The last time I had some feeling of the forces at work in this incarnation I was twenty-two and involuntarily detained, but I’m pretty confident they’re not going to catch me this time. I’ve decided we can turn this thing up but it can’t go down. Now, rather than be forcibly medicated, I expect to be the hero of my story because I’m finding my comfort in being both annoying and boring.

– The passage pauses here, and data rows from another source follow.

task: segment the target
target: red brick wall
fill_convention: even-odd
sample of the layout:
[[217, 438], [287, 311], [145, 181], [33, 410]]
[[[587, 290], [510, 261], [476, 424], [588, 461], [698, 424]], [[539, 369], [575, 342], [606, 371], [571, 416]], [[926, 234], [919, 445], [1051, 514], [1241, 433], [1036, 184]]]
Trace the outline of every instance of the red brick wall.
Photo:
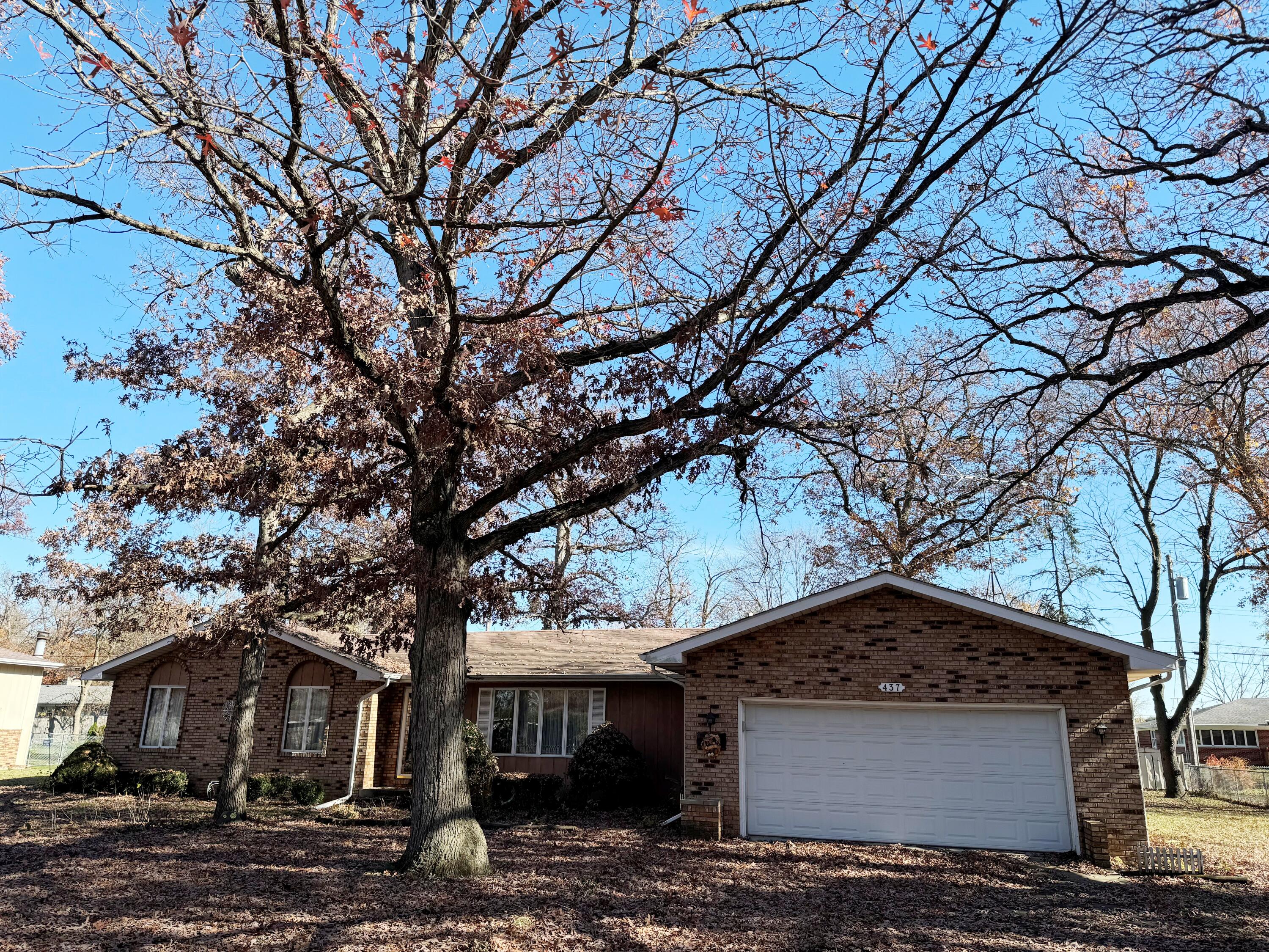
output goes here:
[[[160, 664], [179, 658], [189, 671], [189, 693], [174, 750], [142, 750], [141, 724], [145, 717], [150, 674]], [[282, 772], [313, 777], [322, 783], [326, 798], [348, 792], [353, 731], [357, 726], [358, 698], [374, 689], [373, 682], [359, 682], [348, 668], [331, 665], [330, 724], [324, 754], [282, 751], [286, 718], [287, 682], [291, 673], [313, 655], [277, 638], [269, 640], [269, 652], [260, 683], [255, 715], [255, 744], [251, 772]], [[228, 725], [225, 702], [237, 691], [239, 658], [190, 649], [173, 649], [142, 659], [118, 674], [110, 696], [110, 718], [105, 725], [107, 749], [129, 770], [165, 768], [184, 770], [190, 790], [202, 795], [207, 783], [218, 779], [225, 763]]]
[[[740, 698], [1062, 704], [1080, 820], [1101, 820], [1117, 856], [1145, 842], [1124, 660], [884, 589], [687, 655], [684, 795], [718, 797], [725, 835], [740, 833]], [[902, 694], [877, 685], [902, 682]], [[695, 750], [714, 712], [727, 749]], [[1093, 729], [1109, 727], [1104, 743]]]
[[[546, 684], [543, 680], [542, 684]], [[476, 720], [476, 703], [481, 688], [525, 687], [510, 682], [481, 680], [467, 687], [463, 716]], [[532, 685], [528, 685], [532, 687]], [[661, 791], [674, 793], [683, 779], [683, 688], [665, 680], [593, 682], [569, 684], [574, 688], [604, 688], [605, 715], [634, 748], [647, 759], [648, 774]], [[405, 710], [406, 685], [392, 687], [379, 699], [378, 750], [376, 765], [381, 787], [406, 786], [396, 777], [397, 745], [401, 713]], [[499, 757], [499, 769], [505, 773], [566, 773], [567, 757]]]
[[0, 730], [0, 767], [18, 765], [18, 744], [22, 741], [22, 731]]

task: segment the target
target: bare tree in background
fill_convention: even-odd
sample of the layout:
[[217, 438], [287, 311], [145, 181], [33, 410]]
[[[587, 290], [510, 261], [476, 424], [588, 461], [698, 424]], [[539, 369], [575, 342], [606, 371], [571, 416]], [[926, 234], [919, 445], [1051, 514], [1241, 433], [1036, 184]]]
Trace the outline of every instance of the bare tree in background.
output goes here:
[[797, 429], [813, 456], [796, 479], [824, 527], [824, 559], [845, 575], [1008, 565], [1047, 547], [1028, 529], [1074, 501], [1075, 459], [1039, 458], [1042, 415], [995, 406], [985, 386], [948, 374], [945, 343], [915, 335], [867, 352]]
[[1245, 697], [1269, 697], [1269, 660], [1213, 658], [1208, 661], [1202, 697], [1217, 704]]
[[[462, 748], [486, 560], [674, 473], [760, 470], [817, 368], [959, 246], [1114, 14], [1053, 4], [1037, 33], [1013, 3], [10, 8], [42, 43], [28, 85], [85, 133], [0, 174], [11, 227], [151, 241], [175, 311], [187, 287], [237, 293], [192, 322], [306, 354], [381, 467], [349, 461], [412, 595], [373, 633], [411, 646], [400, 864], [431, 876], [487, 871]], [[565, 472], [577, 495], [547, 501]]]
[[[1167, 334], [1214, 335], [1220, 312], [1187, 308], [1173, 315]], [[1166, 347], [1166, 343], [1164, 344]], [[1212, 604], [1230, 576], [1263, 578], [1269, 552], [1269, 524], [1259, 495], [1269, 439], [1269, 363], [1261, 335], [1240, 340], [1152, 378], [1150, 386], [1122, 396], [1112, 413], [1090, 430], [1090, 442], [1133, 505], [1133, 532], [1103, 513], [1095, 519], [1108, 578], [1134, 605], [1142, 642], [1155, 647], [1155, 617], [1166, 593], [1165, 546], [1189, 553], [1195, 570], [1198, 649], [1190, 682], [1167, 710], [1162, 685], [1151, 689], [1159, 730], [1165, 793], [1184, 790], [1176, 736], [1198, 697], [1211, 661]], [[1161, 646], [1171, 647], [1171, 638]]]

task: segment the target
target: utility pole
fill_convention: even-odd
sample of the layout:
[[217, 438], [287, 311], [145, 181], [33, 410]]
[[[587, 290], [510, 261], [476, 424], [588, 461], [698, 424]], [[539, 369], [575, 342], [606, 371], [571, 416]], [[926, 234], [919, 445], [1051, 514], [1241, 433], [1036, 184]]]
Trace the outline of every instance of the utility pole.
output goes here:
[[[1184, 592], [1178, 593], [1176, 579], [1173, 578], [1173, 557], [1167, 556], [1167, 593], [1173, 597], [1173, 633], [1176, 636], [1176, 670], [1181, 675], [1181, 692], [1189, 685], [1189, 679], [1185, 677], [1185, 647], [1181, 645], [1181, 614], [1176, 608], [1178, 594], [1181, 600], [1189, 599], [1189, 585], [1185, 584], [1185, 579], [1180, 579], [1181, 584], [1185, 586]], [[1190, 706], [1193, 708], [1193, 704]], [[1185, 712], [1185, 724], [1181, 726], [1181, 731], [1185, 735], [1185, 751], [1193, 758], [1194, 765], [1198, 765], [1198, 737], [1194, 735], [1194, 717], [1190, 711]]]

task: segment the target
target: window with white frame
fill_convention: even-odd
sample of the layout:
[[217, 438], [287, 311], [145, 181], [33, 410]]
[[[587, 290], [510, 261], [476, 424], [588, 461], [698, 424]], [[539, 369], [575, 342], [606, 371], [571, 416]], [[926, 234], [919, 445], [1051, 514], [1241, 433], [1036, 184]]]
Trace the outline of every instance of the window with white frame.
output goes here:
[[287, 730], [282, 749], [288, 754], [321, 754], [326, 749], [330, 688], [305, 687], [287, 692]]
[[185, 712], [184, 687], [150, 685], [146, 701], [146, 726], [141, 731], [143, 748], [174, 748], [180, 736], [180, 717]]
[[605, 720], [604, 688], [481, 688], [476, 726], [504, 757], [572, 757]]
[[1225, 729], [1198, 731], [1198, 743], [1206, 748], [1254, 748], [1259, 745], [1255, 731]]
[[401, 707], [401, 736], [397, 737], [397, 777], [410, 776], [410, 691]]
[[189, 674], [179, 661], [165, 661], [150, 675], [146, 716], [141, 724], [141, 746], [171, 750], [180, 739]]

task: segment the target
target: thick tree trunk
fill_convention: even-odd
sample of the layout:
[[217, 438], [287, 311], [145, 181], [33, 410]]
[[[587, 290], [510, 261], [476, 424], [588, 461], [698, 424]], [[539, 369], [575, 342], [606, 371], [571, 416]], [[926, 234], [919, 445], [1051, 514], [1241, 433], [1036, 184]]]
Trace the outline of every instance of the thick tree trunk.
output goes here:
[[463, 750], [467, 691], [467, 566], [435, 552], [415, 597], [410, 647], [410, 839], [400, 872], [438, 878], [489, 873], [485, 833], [472, 815]]
[[1178, 763], [1176, 730], [1167, 716], [1164, 685], [1150, 689], [1155, 699], [1155, 736], [1159, 737], [1159, 765], [1164, 774], [1164, 796], [1176, 798], [1185, 793], [1184, 768]]
[[80, 729], [84, 726], [85, 707], [88, 707], [88, 683], [81, 680], [79, 701], [75, 702], [75, 722], [71, 725], [71, 730], [75, 731], [75, 740], [79, 740]]
[[216, 823], [246, 819], [246, 778], [251, 774], [251, 745], [255, 740], [255, 704], [264, 677], [264, 656], [269, 646], [265, 632], [256, 631], [242, 646], [239, 663], [239, 689], [233, 698], [228, 745], [216, 792]]

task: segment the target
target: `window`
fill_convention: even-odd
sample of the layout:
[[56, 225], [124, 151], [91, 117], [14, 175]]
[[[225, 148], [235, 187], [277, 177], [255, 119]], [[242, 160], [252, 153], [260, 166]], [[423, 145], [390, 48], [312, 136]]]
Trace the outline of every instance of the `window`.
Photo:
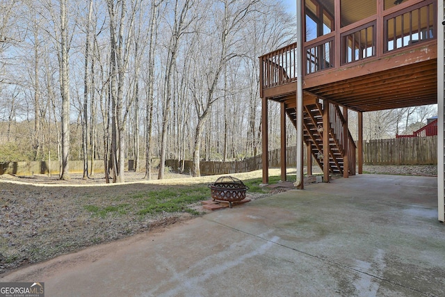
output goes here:
[[306, 41], [334, 31], [334, 0], [306, 0], [305, 8]]

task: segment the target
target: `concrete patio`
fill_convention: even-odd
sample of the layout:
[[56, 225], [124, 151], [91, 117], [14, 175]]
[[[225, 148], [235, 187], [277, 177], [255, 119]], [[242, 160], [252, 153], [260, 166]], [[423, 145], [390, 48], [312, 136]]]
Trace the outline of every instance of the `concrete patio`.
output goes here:
[[87, 248], [1, 282], [47, 296], [445, 296], [437, 177], [357, 175]]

My 2025 vibe – that I’ve begun to tentatively establish – will involve cultivating sophrosyne, a Greek virtue that evades exact translation, but is something like common sense or soundness of mind. Sophrosyne involves developing self-discipline grounded in a realistic appraisal of self and a greater understanding of what I know (jack shit) and what I don’t (anything). Temperance will replace impatience, self-control will be prioritised above self-confidence and calm will eclipse resentment. Unlike Christian or Hindu ascetism, practicing sophrosyne requires cultivating knowledge of the harmony between rational and irrational parts, allowing a philosopher to navigate indulgence and abstinence appropriately. As a result, I’ll persist in the disciplined and lonely work of scholarship (embracing my fate as a Capricorn to work myself to death), and love the divine in every soul while observing the reality of human behaviour; but I also intend to infrequently drink too much and dance on tables with my best friends, as well as kiss boys who are too young and men who are too unavailable. The negotiation of accepting the inevitable deprivation and decay that’s inherent to the design of the material realm, while cultivating the inner stability not to be overwhelmed, seems to me it for achieving spiritual maturation as a pagan woman. Having surveyed the crash site, it seems like this thing still has wings and we might make our destination, after all. Flight crew should prepare for lift off.
[*] This piece is a product of my personal experience this month and my reading, which included: The Apology by Plato, Stanzas: Word and Phantasm in Western Culture by Agamben, The First Alcibiades by Plato, The Psychic Life of Power by Judith Butler, I-III of Proclus’ Ten Doubts Concerning Providence, The First Alciabides by Plato and some of Psychology and Alchemy by Carl. G Jung.
Wow! thanks so much. Yes I resonate all this, as you so extraordinarily described. Crashed and burned. Yet another philosophic death. Finding wings.